Seeing great works of art covered in black shrouds has to be one of the most definitive symbols of a city in lockdown.
Over at the National Gallery of Australia, statues and paintings have been covered, water features drained and staff sent home.
It's a scene that has played out in some version or another in buildings across the city, although it's particularly jarring for one that's designed to be open 364 days of the year - every day except Christmas.
Director Nick Mitzevich hopes by Christmas Day, the gallery will be closed as a matter of course, rather than because of the pandemic.
But it will be a strange summer, the first without an international blockbuster for many years.
Large-scale art exhibitions - the kinds that draw thousands of interstate visitors and large queues - have long been a Canberra summer staple.
But delays in the international art world mean even the best-laid plans have been delayed, in some cases by several years.
The NGA was open for most of the last year and even managed to stage its much-anticipated Boticelli to Van Gogh: Masterpieces from the National Gallery, London, albeit with British curators supervising via Zoom, and varied crowds due to sporadic lockdowns throughout last summer.
"You have to remember that most of the international galleries have only just gone back," Mr Mitzevich said.
"The Louvre, the Tate, the Met, they were all closed for many, many months, so if you borrow one work, the whole process for it to be condition-checked, reframed, conserved, then packed and crated and sent ... there are these are snowball delays that happen. Most projects won't be cancelled, most projects will just have to have their timeframes recalibrated. That's kind of where we're at."
Meanwhile, the gallery's next major show, a retrospective of Australian artist Jeffrey Smart marking the 100th anniversary of his birth and due to open next month, is also likely to be delayed.
Staff and contractors are unable to start preparing the temporary exhibition space - a process that can take many weeks.
But plenty of work is still going on behind the scenes, including plans for the gallery building's 40th anniversary, just over a year away.
Mr Mitzevich said the anniversary would be about celebrating the building itself, and staff had already begun stripping back some of the internal tweaks made by different curators and directors over the years.
These include revealing windows that had previously been covered with plasterboard, moving temporary walls, and playing up some of the building's best features.
"Nearly 20 windows that have been plasterboarded over have recently been reopened," he said.

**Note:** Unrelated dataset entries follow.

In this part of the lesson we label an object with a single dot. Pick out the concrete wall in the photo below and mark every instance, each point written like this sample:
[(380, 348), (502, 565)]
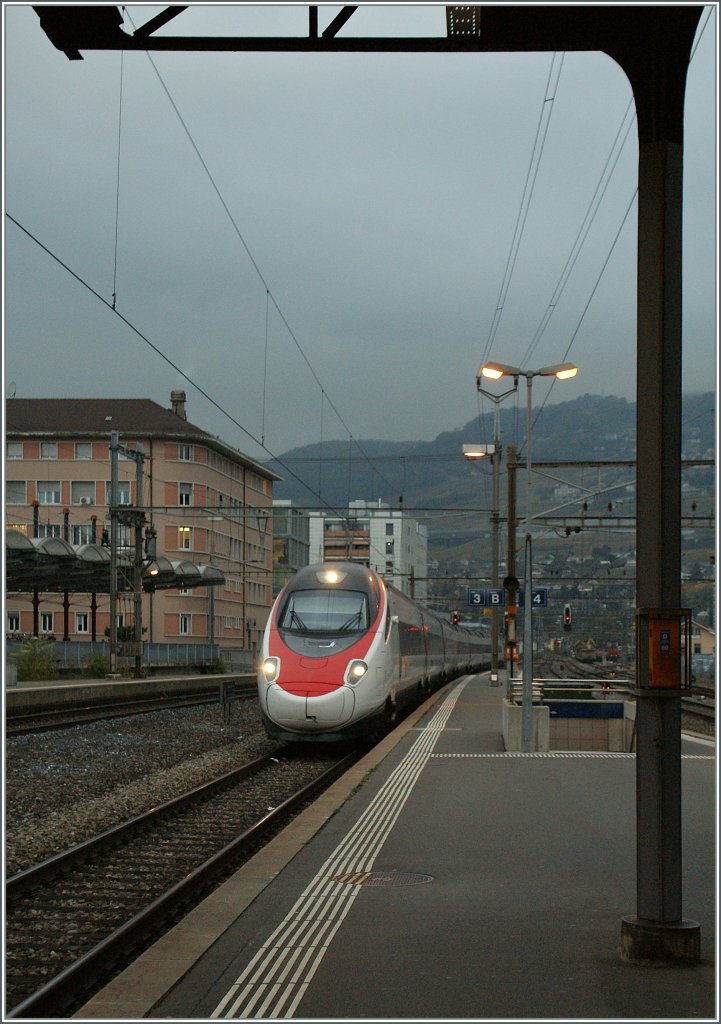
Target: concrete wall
[(512, 726)]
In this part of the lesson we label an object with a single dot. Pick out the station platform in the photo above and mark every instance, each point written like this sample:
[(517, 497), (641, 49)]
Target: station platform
[(442, 878)]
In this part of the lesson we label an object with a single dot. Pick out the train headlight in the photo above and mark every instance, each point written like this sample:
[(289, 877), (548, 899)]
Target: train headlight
[(270, 669), (355, 671)]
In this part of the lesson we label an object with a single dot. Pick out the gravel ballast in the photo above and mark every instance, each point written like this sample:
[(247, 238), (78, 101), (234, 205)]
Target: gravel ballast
[(66, 785)]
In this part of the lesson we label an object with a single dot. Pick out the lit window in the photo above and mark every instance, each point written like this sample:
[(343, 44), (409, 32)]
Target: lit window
[(123, 493), (15, 492), (82, 492), (49, 492), (48, 529)]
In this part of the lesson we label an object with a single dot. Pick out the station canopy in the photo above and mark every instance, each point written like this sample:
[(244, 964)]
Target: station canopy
[(52, 564)]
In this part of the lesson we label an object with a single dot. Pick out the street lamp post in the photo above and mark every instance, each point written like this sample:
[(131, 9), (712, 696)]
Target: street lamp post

"[The plasterboarding] was done to maximise hanging space, and what that does is turn the building into a bit of a white box.

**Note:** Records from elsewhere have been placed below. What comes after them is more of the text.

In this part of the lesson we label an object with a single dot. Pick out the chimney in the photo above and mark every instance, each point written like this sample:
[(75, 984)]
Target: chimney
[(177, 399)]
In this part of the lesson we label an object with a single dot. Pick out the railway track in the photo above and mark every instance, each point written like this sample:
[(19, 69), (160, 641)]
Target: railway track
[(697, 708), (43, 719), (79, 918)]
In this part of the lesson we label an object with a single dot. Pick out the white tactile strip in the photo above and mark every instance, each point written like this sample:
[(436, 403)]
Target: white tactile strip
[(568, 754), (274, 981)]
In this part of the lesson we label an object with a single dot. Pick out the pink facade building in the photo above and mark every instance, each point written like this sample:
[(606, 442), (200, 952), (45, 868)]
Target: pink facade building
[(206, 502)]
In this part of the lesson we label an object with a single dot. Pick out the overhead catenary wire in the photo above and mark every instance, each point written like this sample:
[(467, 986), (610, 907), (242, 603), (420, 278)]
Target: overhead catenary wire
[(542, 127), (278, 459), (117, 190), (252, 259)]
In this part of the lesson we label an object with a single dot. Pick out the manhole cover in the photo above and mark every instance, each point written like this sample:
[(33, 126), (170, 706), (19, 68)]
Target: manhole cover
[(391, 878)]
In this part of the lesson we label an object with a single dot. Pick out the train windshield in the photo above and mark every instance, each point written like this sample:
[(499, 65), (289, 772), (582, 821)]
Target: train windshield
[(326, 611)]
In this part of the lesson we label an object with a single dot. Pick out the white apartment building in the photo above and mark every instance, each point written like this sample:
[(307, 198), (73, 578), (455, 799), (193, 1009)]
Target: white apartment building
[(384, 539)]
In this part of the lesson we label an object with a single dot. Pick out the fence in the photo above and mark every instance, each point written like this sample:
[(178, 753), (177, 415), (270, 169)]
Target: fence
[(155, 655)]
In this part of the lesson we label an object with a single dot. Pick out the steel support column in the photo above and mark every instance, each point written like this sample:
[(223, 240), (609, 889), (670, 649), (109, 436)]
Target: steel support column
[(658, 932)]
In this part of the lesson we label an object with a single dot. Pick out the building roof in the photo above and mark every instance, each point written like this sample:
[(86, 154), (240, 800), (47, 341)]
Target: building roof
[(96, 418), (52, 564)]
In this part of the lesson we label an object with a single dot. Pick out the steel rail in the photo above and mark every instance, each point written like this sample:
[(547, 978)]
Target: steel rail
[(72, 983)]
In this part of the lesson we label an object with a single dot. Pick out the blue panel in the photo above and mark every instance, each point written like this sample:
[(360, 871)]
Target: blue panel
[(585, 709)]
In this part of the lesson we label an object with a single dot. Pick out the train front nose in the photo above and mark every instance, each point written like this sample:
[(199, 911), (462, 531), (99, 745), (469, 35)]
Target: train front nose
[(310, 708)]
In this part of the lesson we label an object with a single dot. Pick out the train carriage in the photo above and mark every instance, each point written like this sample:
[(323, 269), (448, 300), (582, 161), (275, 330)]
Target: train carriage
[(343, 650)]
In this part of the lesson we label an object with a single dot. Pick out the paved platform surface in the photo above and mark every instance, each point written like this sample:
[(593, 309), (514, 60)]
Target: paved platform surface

"The building's original intent was to put a very modern perspective on a new gallery, and so when the government decided to build and assemble a national collection and a National Gallery, they wanted it to reflect a modern world."
But the gallery's governing document, the Linsday Report of 1966, specified the NGA should not emulate what was happening in other galleries, either in Australia or the rest of the world.

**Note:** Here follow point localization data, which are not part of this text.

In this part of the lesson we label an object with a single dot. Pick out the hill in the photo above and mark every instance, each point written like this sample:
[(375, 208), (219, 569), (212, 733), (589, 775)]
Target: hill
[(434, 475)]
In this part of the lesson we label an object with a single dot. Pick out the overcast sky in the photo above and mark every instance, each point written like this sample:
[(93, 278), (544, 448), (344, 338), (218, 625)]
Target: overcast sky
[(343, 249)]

"Architect Colin Madigan and his colleagues constructed a building that was to reflect the modern age, and that modern age was about form and space and dimension," Mr Mitzevich said.
"That's what the original National Gallery building was, and materials were very important to that, the sort of democracy of materials - simple glass and concrete and stone.
"And so what we're doing is paring things back to the original architecture, revealing the materials, the concrete, the glass windows, so the experience of visiting the gallery can really be memorable because the architecture has lots of unique features.
"For much of the gallery's life, what was in fashion in gallery curatorial practices was the white box. But what we are now seeing is non-traditional spaces being used and the uniqueness of spaces being celebrated."
Visitors will be able to see some of these features once the gallery re-opens, including a new hang of the Australian collection.
But Mr Mitzevich warned this wouldn't happen from one day to the next.
"You can't just flick a switch and open the door tomorrow - it does take a while to get everything back up and running," he said.
"It's a big machine, and we're used to doing maintenance and safety checks and keeping it going 24/7.
"While we're shut we have wound a lot of its functions down, and it takes a while to wind it back up."